Background: Clinical phenotyping of patients at ED triage may improve resource assignment and risk assessment. We hypothesized that computational summarization of electronic health record data would reveal patient phenotype clusters that stratify by visit disposition.
Methods: This retrospective study included ED visits between March 2014 and July 2017 from three EDs resulting in either admission or discharge. A total of 972 variables were extracted per patient visit, including demographics, chief complaint, historical vitals, labs, and medications. We used principal component analysis (PCA) and uniform manifold approximation and projection (UMAP) to summarize 100,000 patient visits bootstrapped from a total of 560,000 visits while withholding disposition decision and triage score. We then assigned phenotype clusters with Gaussian Mixture Models and calculated cluster agreement with Adjusted Rand Index (ARI).

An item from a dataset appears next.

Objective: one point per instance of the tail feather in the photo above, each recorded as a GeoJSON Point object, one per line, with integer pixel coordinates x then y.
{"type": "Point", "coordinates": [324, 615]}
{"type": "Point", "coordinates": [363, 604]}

Results: Sampled patient visits had an admission rate of 29.72 ± 0.03% (95% CI). Visualization of data available at triage summarized with PCA revealed three phenotypes stratified by admission risk (54.42 ± 0.08%, 17.74 ± 0.10%, 17.31 ± 0.05%), while UMAP revealed four phenotypes (max: 49.75 ± 1.85%, min: 19.75 ± 0.14%). For both methods, phenotypes differed primarily by demographic and socioeconomic factors. We then algorithmically selected the optimum number of clusters for PCA finding 24.7 ± 2.7 phenotypes with a range of admission risks 8.15 ± 0.06% to 75.36 ± 0.24%. The ARIs for PCA and UMAP with 25 clusters were 0.55 ± 0.02 and 0.41 ± 0.01, suggesting that consistent group assignments were found with each method.
Conclusion: Computational patient phenotyping with PCA and UMAP reveals a finite, reproducible number of clinical clusters that risk stratify patients by disposition at the time of triage. Further research is needed to extract patient characteristics defining each phenotype.